Fortunately, they had given Corky first aid and morphine for pain as soon as he was brought in, and were just about to take him into surgery. After surgery the Doc told us that he had a concussion and pretty bad cuts, but would survive OK. It was almost sun-up. We didn't talk much on the way to Cercola.

Piecing everything together, it seemed that knowing he would not make Cercola with the engine cutting out, and being too low to bail out Corky wisely chose to land in a large lighted open area belonging to a truck transport battalion. On the approach he struck some electric lines and some trees and cartwheeled into the truck assembly lot.

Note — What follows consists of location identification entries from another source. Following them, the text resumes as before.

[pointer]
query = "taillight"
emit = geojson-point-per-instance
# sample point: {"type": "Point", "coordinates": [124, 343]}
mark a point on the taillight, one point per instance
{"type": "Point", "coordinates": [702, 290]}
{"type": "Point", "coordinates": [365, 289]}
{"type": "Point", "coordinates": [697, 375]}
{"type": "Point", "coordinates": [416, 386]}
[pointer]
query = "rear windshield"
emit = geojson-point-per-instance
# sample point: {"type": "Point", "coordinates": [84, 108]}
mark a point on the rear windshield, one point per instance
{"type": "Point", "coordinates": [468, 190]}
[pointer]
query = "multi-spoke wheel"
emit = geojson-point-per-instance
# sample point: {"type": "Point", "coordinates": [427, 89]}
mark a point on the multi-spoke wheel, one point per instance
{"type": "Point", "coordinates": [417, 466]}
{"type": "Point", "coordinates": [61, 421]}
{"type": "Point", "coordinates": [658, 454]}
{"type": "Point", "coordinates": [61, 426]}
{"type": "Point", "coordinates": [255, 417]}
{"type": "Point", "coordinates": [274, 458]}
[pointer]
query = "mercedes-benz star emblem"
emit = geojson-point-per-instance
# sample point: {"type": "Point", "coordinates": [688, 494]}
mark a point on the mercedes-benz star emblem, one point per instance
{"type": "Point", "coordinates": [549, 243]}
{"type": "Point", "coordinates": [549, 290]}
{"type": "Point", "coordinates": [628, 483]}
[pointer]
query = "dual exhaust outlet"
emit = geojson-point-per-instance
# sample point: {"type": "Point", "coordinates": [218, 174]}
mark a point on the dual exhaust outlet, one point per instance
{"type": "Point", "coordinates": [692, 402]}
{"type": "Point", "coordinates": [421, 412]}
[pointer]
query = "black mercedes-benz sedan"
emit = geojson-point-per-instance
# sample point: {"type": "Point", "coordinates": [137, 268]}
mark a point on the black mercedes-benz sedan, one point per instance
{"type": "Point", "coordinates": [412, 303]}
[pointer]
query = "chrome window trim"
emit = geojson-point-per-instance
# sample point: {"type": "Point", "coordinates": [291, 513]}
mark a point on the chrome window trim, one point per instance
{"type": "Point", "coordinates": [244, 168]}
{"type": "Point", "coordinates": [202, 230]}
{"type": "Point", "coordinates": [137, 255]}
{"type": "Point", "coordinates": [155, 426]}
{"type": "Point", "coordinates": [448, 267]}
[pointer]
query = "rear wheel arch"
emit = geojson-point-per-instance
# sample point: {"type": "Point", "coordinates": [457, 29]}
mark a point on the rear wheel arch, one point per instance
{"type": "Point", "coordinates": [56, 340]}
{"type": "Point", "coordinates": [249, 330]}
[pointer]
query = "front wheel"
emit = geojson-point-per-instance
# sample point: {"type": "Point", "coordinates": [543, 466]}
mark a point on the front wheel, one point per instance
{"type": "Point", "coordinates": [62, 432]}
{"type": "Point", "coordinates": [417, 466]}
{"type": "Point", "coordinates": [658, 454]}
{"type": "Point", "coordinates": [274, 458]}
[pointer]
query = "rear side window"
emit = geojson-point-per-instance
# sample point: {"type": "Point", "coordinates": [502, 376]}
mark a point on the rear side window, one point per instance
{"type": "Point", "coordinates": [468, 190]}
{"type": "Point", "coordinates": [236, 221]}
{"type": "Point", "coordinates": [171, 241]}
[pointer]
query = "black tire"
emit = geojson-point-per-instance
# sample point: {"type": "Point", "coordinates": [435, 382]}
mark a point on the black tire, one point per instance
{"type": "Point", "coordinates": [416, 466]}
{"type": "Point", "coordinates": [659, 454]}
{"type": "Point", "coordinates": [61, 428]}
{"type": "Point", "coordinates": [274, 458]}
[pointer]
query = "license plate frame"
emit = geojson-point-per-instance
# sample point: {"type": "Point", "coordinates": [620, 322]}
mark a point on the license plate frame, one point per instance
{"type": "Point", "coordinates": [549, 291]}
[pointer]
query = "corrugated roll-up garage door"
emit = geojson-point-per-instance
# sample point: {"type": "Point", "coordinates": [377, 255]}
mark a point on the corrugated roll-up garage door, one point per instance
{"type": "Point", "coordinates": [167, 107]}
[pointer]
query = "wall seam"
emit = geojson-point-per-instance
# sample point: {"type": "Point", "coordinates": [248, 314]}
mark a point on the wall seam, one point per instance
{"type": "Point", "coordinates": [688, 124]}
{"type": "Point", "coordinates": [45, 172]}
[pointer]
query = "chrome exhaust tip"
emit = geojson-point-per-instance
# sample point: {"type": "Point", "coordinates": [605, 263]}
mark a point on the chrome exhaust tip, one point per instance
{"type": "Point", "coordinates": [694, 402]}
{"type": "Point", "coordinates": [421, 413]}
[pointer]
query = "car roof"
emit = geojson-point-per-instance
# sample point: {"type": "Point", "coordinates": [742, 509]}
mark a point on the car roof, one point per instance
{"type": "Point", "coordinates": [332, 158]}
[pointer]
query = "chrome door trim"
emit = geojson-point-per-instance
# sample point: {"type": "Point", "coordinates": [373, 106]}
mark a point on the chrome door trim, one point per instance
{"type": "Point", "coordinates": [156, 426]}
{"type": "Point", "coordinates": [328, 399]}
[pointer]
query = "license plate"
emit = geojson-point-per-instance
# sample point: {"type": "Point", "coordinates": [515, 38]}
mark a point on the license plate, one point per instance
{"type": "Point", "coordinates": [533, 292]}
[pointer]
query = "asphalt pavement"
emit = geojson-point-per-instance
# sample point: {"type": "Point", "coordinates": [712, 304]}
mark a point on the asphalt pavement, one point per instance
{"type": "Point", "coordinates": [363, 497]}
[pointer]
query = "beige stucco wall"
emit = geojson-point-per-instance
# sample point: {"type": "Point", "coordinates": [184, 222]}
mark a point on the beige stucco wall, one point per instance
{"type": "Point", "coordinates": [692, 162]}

The troops had rushed right out to find that the only piece of the P-40 left intact was the cockpit with Corky still strapped inside, unconscious. That he had lived through all that was without doubt a miracle.

Around the bar, we used to sing, "10,000 dollars going to the folks," and laugh. After the losses and near losses we had experienced, the song didn't seem very funny anymore.

The Bar at Cerola

This period of the war -- support for our troops on the Hitler Line and the Anzio support prior to the breakout -- was the toughest period of the war for the 316th Squadron from the standpoint of duration and intensity of these operations and intensity of enemy flak. Air opposition remained spasmodic, but frequent enough to keep us on our toes. It is hard to say which of our mission categories, close support or interdiction, was more important, but we considered ourselves more effective than any other outfit at both.

Flying two or three of those missions a day nearly every day tended to make us lean and mean. One day we had bombed our enemy artillery battery target and were doing our patrol time over the beachhead. I must have been thinking about our poor bastards down there in their holes when I decided to do something that might shake up the Jerries a little bit. I was certainly not thinking about all the times we had talked about not doing stupid things unless we had to.

One section of the bomb line at that time was a stretch of railroad track -- anything on the easterly side of that track was enemy. As we turned for our last patrol lap from south to north I told top flight to maintain cover while we did a little strafing run. Leaving about 9000 feet we rolled out of the turn line abreast in a steep dive parallel to the bomb line on the enemy's side. Coming down like bats out of hell, we spread out a little wider at about 3000 feet and started firing as we came right on down to the deck. We hosed them like demons for three or four miles.

I had not realized that there could be so many Germans in the ditches and wadis that close to the bomb line. I could see them and signs of them everywhere; and it seemed like every damned one of them were shooting back-at us. I was absolutely sure of that when a German helmet, passed right over the top of my right wing -- there wasn't a head in it so somebody had been mad enough to throw it at me. I decided maybe that was enough and called a left turn to climb back to altitude over our territory. There was no real way to assess what we had done to the enemy, but we brought back enough holes in the birds to prove that we knew where they were and that they were there in force.